JAKARTA, KOMPAS.com - Institute for Criminal Justice Reform (ICJR) mengkritik langkah pemerintah yang akan mengambil jalan rekonsiliasi untuk menuntaskan kasus pelanggaran HAM dalam Tragedi Trisakti, Semanggi I dan Semanggi II (kasus TSS).
Direktur Eksekutif ICJR Supriyadi Widodo Eddyono menilai, langkah ini menunjukkan tak ada iktikad baik pemerintah untuk meneruskan proses ini secara hukum.
"Pemerintah tidak memiliki alasan yang cukup kuat untuk menempuh jalur non-yudisial tanpa adanya kejelasan proses yudisial. Terlebih lagi hanya didasarkan pada alasan pilihan politik," ujar Supriyadi melalui keterangan tertulis, Selasa (31/1/2017).
Keputusan tersebut justru dianggap mengingkari janji politik Presiden Joko Widodo yang ingin menyelasaikan masalah pelanggaran berat HAM masa lalu.

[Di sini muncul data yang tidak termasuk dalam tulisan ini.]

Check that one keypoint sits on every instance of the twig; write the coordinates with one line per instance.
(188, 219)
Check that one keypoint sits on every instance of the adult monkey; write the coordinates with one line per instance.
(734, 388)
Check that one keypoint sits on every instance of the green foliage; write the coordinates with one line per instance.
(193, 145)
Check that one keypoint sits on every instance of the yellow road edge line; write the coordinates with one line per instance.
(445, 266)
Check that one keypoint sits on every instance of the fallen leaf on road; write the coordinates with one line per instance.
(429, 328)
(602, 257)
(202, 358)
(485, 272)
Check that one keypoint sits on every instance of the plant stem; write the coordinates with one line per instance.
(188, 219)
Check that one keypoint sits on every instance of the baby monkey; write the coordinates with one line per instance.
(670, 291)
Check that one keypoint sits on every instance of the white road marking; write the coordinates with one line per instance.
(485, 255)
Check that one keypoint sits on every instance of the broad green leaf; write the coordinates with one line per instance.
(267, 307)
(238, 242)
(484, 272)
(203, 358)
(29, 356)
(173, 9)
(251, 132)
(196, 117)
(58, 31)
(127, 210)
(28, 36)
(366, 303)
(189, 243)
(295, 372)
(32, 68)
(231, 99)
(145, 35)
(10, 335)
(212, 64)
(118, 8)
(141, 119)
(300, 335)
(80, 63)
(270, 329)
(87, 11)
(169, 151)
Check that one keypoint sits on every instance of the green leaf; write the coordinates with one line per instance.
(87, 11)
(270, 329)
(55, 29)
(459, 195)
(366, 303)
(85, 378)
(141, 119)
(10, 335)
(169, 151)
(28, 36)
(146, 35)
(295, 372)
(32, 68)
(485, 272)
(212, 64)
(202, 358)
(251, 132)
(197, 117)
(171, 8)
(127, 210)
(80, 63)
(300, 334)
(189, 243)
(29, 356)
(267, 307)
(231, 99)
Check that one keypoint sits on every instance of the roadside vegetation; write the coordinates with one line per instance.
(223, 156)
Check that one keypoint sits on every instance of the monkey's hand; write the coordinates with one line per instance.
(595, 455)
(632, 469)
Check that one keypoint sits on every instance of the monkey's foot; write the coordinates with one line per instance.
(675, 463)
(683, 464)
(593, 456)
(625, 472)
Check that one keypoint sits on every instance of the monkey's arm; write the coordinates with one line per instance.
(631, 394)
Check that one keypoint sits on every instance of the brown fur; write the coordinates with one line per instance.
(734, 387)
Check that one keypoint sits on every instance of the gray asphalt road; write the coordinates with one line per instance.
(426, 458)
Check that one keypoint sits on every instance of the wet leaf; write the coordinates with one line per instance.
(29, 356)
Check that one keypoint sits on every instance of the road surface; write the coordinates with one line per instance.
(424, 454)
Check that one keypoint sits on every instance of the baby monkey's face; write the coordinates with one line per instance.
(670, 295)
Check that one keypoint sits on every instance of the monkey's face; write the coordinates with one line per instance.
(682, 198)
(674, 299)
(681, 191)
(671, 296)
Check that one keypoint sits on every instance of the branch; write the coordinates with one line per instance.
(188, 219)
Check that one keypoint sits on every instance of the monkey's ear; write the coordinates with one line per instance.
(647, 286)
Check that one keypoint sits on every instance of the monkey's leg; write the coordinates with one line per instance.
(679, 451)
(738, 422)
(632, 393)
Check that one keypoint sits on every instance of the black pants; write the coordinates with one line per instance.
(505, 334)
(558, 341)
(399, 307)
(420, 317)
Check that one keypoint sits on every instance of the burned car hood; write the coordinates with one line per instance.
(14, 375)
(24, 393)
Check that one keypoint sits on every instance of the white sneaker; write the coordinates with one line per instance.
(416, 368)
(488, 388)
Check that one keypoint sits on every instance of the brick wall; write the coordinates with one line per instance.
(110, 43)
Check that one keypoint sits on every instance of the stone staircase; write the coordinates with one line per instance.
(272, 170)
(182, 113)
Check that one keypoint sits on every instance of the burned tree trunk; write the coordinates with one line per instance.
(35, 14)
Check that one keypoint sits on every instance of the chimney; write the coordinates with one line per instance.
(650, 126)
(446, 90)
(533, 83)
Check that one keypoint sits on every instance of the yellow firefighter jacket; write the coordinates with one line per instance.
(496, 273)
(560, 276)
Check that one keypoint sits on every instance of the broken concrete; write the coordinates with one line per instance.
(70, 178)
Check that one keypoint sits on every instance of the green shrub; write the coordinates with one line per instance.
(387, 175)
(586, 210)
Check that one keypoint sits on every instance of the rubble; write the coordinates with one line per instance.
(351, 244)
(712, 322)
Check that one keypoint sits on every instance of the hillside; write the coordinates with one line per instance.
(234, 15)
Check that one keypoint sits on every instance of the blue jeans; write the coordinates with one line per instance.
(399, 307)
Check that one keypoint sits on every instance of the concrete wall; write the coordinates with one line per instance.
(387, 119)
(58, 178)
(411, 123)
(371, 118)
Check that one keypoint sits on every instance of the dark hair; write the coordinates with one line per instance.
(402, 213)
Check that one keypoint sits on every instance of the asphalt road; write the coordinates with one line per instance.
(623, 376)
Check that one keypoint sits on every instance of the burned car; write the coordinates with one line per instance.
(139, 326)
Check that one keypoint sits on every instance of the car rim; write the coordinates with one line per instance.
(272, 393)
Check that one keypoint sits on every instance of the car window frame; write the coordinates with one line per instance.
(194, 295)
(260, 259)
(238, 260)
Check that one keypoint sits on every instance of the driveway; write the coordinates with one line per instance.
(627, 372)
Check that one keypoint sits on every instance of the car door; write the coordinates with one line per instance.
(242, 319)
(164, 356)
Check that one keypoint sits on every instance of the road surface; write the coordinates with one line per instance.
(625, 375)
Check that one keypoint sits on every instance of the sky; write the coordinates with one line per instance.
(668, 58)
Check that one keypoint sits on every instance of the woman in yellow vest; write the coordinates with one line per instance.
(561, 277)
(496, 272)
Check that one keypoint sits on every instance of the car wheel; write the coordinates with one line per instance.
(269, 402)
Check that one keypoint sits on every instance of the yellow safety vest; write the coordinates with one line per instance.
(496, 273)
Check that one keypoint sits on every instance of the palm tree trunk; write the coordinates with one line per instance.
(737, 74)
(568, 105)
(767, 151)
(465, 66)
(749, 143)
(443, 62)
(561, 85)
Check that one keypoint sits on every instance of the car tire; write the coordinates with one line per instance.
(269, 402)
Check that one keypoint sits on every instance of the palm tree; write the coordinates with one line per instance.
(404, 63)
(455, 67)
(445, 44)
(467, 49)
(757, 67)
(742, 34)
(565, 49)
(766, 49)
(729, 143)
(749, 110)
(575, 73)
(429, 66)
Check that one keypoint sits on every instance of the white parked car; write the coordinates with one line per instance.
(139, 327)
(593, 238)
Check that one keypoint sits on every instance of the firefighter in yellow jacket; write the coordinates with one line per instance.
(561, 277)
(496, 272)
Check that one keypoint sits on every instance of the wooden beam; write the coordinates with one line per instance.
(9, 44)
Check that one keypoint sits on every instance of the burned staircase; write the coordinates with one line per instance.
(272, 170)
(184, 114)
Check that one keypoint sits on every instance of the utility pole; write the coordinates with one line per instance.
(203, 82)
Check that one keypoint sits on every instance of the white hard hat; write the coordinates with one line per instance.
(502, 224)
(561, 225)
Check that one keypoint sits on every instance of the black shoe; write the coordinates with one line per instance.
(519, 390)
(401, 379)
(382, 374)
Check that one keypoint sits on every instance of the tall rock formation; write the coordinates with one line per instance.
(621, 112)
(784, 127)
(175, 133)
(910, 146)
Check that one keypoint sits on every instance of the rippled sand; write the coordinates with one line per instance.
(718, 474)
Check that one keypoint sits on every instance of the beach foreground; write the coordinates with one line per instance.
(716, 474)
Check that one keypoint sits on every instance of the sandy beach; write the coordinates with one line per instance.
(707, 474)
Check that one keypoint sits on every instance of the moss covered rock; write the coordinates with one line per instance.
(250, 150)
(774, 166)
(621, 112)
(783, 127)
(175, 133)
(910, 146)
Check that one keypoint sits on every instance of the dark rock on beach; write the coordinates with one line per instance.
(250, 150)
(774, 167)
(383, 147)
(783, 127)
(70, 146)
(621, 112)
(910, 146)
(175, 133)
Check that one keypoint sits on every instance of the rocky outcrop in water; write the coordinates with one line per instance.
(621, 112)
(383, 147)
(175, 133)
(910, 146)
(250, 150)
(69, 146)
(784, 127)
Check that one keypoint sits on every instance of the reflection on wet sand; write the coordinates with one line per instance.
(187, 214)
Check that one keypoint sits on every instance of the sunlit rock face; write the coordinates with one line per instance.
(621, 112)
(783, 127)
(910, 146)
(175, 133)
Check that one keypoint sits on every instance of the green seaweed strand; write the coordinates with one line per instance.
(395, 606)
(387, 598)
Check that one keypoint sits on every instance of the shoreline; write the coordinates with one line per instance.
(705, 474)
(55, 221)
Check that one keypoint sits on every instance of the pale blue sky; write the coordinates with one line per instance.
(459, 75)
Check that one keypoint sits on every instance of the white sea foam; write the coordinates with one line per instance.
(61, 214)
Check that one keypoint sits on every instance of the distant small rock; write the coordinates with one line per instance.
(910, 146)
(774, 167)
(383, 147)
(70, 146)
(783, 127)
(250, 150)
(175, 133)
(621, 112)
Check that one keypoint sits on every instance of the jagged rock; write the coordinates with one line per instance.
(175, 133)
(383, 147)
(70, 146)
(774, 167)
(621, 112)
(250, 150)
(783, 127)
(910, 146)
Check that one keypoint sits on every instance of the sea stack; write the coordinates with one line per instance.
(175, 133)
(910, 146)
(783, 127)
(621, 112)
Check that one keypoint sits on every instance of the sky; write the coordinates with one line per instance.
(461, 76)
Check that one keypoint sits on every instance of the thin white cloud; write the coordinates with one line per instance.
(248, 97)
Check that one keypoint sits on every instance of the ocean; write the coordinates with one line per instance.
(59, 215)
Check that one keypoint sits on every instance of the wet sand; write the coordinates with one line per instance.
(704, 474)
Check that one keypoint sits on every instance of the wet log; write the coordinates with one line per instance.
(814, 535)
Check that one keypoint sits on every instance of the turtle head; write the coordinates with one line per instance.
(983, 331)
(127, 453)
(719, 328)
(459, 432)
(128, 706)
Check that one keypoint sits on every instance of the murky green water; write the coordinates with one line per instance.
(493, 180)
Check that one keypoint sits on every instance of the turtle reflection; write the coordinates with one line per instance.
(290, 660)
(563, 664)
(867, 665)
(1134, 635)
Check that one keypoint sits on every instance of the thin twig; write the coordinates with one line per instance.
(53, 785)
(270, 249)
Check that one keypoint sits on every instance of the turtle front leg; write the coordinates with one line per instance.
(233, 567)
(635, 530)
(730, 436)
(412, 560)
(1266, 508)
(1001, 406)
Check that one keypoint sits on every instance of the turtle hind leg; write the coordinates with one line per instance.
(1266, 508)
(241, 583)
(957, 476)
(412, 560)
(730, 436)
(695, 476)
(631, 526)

Padahal, kata Supriyadi, pemerintah dalam hal ini Kejaksaan Agung sangat berwenang untuk menuntaskannya melalui peradilan HAM ad hoc. Hal itu diatur dalam Undang-undang Nomor 26 Tahun 2000 tentang Pengadilan HAM.
(Baca: Pemerintah Putuskan Penyelesaian Kasus Trisakti dan Semanggi Melalui Jalur Rekonsiliasi)
Namun, ia menyayangkan pasifnya pemerintah untuk mewujudkan terbentukan peradilan tersebut. Meski begitu, kata Supriyadi, bukan berarti ICJR menentang keras upaya rekonsiliasi.
"Tapi tanpa adanya pengungkapan kebenaran terlebih dalam jalur yudisial dengan seluruh kemampuan yang saat ini dimiliki oleh pemerintah, maka pemerintah dapat dianggap lari dari tanggung jawab kemanusiaan," kata Supriyadi.
Supriyadi mengatakan, Komnas HAM sebenarnya teah selesai menyelidiki Kasus Trisakti, Semanggi I, dan Semanggi II berdasarkan UU Pengadilan HAM pada Maret 2002.
Namun, hingga saat ini, Jaksa Agung belum melakukan penyidikan yang layak terhadap kasus-kasus tersebut.
Menurut dia, hasil penyelidikan yang dilakukan oleh Komnas HAM seharusnya cukup untuk menaikkan kasus-kasus tersebut ke proses penyidikan.
"Belum lagi karena baik korban, saksi dan pelaku pada dasarnya masih hidup dan lebih dari cukup untuk memberikan keterangan dalam proses peradilan," kata Supriyadi.
Sebelumnya, Ketua Komnas HAM Imdadun Rahmat mengatakan, keputusan langkah non yudisial itu diambil berdasarkan sikap politik pemerintah saat ini.
Imdadun mengaku sulit untuk memaksakan penyelesaian kasus TSS melalui jalur pengadilan HAM ad hoc. Selain karena pilihan politik pemerintah, selama ini pihak Kejaksaan Agung juga tidak bisa bekerja sama dalam menindaklanjuti hasil penyelidikan Komnas HAM.
Secara terpisah, Menko Polhukam Wiranto mengatakan, pemerintah menginginkan adanya bentuk penyelesaian kasus HAM masa lalu tanpa menimbulkan masalah baru.
Hasil penyelidikan KPP HAM Tragedi Trisakti, Semanggi I dan II pada bulan Maret 2002, menyatakan bahwa ketiga tragedi tersebut bertautan satu sama lain. KPP HAM TSS juga menyatakan, bahwa “…terdapat bukti-bukti awal yang cukup bahwa di dalam ketiga tragedi telah terjadi pelanggaran berat HAM yang antara lain berupa pembunuhan, peganiayaan, penghilangan paksa, perampasan kemerdekaan dan kebebasan fisik yang dilakukan secara terencana dan sistematis serta meluas…”.
Komnas HAM melalui KPP HAM TSS merekomendasikan untuk melanjutkan penyidikan terhadap sejumlah petinggi TNI/POLRI pada masa itu.